Blowtorch The Mechanical Horse

Blowtorch (WDM-1979-S-260), a life size mechanical horse, was the pet project and creation of W.J. McIntyre, a Swift Current, Saskatchewan inventor. Described by former employees as “rather eccentric with a keen, creative mind,” McIntyre built his first mechanical horse in about 1947. Over the next five years, he made design improvements, perfecting the horse’s look and mechanics. Blowtorch III, his third horse, was his best and last.

Blowtorch’s body was fashioned from sheet metal. A nine hp gasoline engine provided the “horsepower.” Small wheels were hidden under his hooves. The legs slid back and forth. A foot throttle controlled the speed; a brake cable slowed it down. A coat of black and white paint and a horsehair mane and tail completed his “horsey” look.
After McIntyre’s death in 1965, Blowtorch was put out to pasture. Neglected and almost forgotten, the elements took their toll. Rust began to eat away at his shiny coat. The bearings in his mechanical body seized up. That’s when Allan Jacobs, a welder at McIntyre’s shop, spotted the tired horse and decided to do something about it. Along with McIntyre’s son Jim, he decided to bring Blowtorch out of retirement, restoring him to his former glory.
Over a decade later, Jim McIntyre donated his father’s favourite horse to the Western Development Museum. Treated to a “tune up” both inside and out, Blowtorch found a safe home at the WDM Moose Jaw. In 1986, he made the trip by rail to Vancouver where he was stabled in the Saskatchewan pavilion at Expo 86.

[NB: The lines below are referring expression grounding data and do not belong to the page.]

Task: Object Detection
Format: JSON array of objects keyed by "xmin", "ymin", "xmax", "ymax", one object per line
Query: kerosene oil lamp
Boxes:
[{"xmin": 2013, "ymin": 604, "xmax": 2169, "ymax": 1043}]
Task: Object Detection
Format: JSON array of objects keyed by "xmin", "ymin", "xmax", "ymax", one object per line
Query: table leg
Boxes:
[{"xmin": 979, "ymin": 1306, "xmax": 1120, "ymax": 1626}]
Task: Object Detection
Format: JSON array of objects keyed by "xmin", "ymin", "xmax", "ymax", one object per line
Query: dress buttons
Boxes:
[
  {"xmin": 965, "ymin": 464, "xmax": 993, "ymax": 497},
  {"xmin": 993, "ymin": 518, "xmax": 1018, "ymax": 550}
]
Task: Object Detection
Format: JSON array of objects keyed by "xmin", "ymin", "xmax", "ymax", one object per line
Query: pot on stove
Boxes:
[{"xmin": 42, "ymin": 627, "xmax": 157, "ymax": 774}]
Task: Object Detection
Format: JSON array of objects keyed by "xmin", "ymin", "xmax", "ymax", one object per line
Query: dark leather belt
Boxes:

W.J. McIntyre was also a practical inventor. In addition to his rather fanciful horse, McIntyre invented many things for use around the farm. Some were patented; others were not. His foundry and machine shop turned out land packers, windchargers, seed treaters, grain loaders, animal dehorners, swath turners and tractor cabs.
In the late 1950s, McIntyre organized the Inventors’ Association to encourage inventors like himself who had experienced difficulty in patenting his ideas and promoting them to likely buyers. By 1958, the Association had over a thousand members scattered across Canada and the United States.
Blowtorch is currently featured at the WDM Moose Jaw.